Jharkhand High Court
P.K.Balasubramanyan,R.K.Merathia, JJ.
New United Construction Co. - Appellant
Versus
Cit - Respondent
TAX CASE 36 Of 1998
Decided On : 29 January, 2004

Headnote:Income Tax Act, 1961 – Section 271(1)(c) – Imposition of penalty – assessee to offer a reasonable explanation for his furnishing an alleged in accurate particulars or concealing a particular income – explanation offered by assessee held a mere after thought – imposition of penalty held justified. (Paras 8 to 12)

JUDGMENT

P.K. Balasubramanyan CJ.

The Income Tax Appellate Tribunal, Patna, has referred the following question to this court under section 256(1) of the Income Tax Act

"Whether on the facts and in the circumstances of the case, the imposition of penalty under section 271(1)(c) of the Income Tax Act amounting to Rs. 2,20,000was legal and valid".

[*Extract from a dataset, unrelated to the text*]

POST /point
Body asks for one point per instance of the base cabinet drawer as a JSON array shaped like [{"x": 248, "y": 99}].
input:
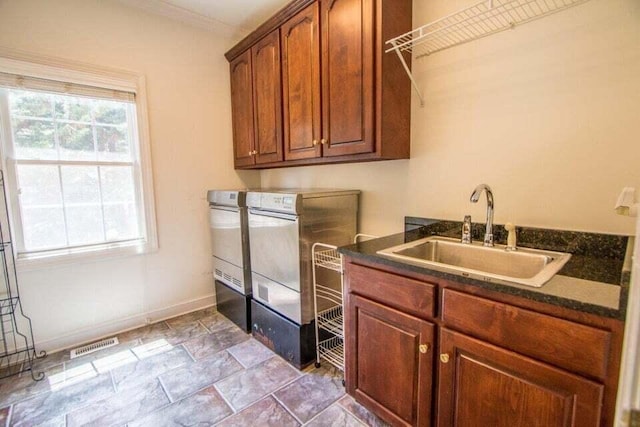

2. During the course of the assessment for the assessment year 1985-86, the assessing officer noticed that a sum of Rs. 2,96,575 was shown by the assessee as an amount due to sundry creditors, but that the said amount was not an amount payable by the assessee, but the said amount was one which was already received by the assessee and credited to its bank account, though, the certificate for deduction of tax at source had not been received. The assessee had earlier filed a revised return continuing to show the sum of Rs. 2,96,575 as due to sundry creditors. After the aspect was highlighted by the assessing officer, the assessee filed yet another revised return accepting the receipt of the sum of Rs. 2,96,575 as having been received on 27-7-1984. The assessee did not account for the other receipt totalling Rs. 46,464 which also formed part of the gross receipt of the assessee. Ultimately, the assessing officer completed the assessment adding a sum of Rs. 2,96,575 and a sum of Rs. 46,464 as the income of the assessee. The said assessment became final, the assessee not having appealed against it.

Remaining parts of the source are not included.